Workers wearing full-body safety harnesses are at risk for suspension trauma if they are not rescued in 5 to 30 min after a successfully arrested fall. Suspension trauma, which may be fatal, occurs when a person's legs are immobile in a vertical posture, leading to the pooling of blood in the legs, pelvis, and abdomen, and the reduction of return blood flow to the heart and brain. To measure suspension tolerance time, 22 men and 18 women with construction experience were suspended from the chest D-ring (CHEST) and back D-ring (BACK) of full-body, fall-arrest harnesses. Fifteen men and 13 women from the original group of subjects were then suspended using a newly developed National Institute for Occupational Safety and Health harness accessory (ACCESS), which supports the upper legs.
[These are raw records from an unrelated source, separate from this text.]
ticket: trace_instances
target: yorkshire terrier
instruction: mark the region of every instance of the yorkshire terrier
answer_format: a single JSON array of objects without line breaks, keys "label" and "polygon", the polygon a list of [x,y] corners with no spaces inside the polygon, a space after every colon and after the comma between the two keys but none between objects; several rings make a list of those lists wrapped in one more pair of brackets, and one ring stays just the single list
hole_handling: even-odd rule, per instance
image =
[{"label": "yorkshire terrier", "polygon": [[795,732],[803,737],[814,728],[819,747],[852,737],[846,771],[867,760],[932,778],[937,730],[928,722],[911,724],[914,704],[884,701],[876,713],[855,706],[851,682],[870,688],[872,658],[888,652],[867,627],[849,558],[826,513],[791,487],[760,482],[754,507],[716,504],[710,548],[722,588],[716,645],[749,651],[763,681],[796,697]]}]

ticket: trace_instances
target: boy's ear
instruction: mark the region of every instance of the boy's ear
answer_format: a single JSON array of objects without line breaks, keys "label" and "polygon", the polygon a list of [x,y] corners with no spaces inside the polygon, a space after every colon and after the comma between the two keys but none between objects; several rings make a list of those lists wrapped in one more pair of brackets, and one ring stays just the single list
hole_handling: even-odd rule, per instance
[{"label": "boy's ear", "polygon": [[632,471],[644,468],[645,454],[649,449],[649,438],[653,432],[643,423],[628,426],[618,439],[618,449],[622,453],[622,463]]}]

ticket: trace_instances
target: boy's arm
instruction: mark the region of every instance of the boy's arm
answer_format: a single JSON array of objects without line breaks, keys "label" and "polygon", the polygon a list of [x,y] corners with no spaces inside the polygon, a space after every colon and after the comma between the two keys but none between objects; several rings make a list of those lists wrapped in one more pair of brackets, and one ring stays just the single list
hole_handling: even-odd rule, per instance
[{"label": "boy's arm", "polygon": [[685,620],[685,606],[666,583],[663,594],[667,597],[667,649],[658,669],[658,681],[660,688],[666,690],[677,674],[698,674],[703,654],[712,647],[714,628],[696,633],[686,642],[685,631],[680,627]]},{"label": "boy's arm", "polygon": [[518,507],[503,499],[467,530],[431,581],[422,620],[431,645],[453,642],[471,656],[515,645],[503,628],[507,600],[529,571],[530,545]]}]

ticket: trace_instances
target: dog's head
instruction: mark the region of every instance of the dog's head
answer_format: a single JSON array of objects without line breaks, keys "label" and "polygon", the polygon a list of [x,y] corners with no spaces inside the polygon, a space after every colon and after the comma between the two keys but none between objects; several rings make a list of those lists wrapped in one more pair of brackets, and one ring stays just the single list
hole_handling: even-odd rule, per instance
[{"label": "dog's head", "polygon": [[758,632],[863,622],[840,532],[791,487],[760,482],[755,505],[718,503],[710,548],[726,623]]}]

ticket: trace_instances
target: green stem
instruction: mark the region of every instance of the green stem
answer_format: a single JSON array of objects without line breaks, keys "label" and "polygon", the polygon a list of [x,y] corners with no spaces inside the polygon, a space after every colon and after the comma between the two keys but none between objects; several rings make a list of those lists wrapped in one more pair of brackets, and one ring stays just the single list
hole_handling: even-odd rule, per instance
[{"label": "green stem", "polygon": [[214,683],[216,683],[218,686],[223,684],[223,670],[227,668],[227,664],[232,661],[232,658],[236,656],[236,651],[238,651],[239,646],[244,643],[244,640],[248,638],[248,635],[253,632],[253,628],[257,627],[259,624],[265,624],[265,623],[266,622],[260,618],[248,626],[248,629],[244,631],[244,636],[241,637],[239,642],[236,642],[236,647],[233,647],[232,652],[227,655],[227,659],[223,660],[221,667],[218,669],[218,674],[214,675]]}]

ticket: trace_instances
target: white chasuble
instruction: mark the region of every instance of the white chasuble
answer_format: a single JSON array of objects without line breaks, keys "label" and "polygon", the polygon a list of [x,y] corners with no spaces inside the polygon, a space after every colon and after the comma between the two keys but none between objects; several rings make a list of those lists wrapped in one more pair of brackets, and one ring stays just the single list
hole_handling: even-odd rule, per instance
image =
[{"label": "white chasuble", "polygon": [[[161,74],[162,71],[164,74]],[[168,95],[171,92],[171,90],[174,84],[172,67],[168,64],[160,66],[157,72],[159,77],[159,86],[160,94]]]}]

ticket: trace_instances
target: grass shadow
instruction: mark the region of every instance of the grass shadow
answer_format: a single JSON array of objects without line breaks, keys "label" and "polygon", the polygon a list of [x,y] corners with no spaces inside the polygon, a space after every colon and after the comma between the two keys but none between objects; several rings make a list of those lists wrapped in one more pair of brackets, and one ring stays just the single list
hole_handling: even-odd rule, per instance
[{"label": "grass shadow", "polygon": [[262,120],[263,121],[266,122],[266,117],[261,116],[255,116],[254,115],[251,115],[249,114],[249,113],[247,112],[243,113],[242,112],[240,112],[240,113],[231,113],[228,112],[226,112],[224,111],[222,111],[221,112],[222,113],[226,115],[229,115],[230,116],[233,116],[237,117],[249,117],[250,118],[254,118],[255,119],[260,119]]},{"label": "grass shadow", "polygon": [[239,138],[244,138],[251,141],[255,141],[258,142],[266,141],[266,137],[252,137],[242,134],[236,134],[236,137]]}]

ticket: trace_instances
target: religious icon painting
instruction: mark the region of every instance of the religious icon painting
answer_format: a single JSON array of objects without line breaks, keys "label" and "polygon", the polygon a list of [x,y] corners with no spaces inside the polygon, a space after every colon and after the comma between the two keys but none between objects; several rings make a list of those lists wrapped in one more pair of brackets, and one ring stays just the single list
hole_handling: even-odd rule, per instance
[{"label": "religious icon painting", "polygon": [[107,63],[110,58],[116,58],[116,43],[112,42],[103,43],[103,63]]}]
Midthigh circumference changes were 1.4 and 1.9 cm, changes in minute ventilation were 1.2 and 1.5 L/min, changes in heart rate (HR) were 15.1 and 21.6 bpm, and changes in mean arterial pressure were 5.1 and -2.6 mmHg (p < or = 0.05) for all subjects during CHEST and BACK, respectively. Kaplan-Meier median suspension time for all subjects for the CHEST condition was 29 min (range 4-60 min) and 31 min (range 5-56 min) for the BACK condition. The 95th percentile for suspension time was 7 min for CHEST and 11 min for BACK. Cox regression revealed that body weight had a statistically significant effect on the time until experiencing a medical end point (p < or = 0.05) during the BACK condition. Mean (+/- SD) suspension time was 58 +/- 6 min (range 39-60 min) for all subjects for the ACCESS condition. There were no terminations due to medical symptoms during the ACCESS suspension, changes in physiological variables were small, and 85% of ACCESS subjects completed 60-min suspensions. These data provide information on motionless suspension tolerance time to standards-setting organizations and demonstrate the potential of a prototype harness accessory to delay or prevent suspension trauma.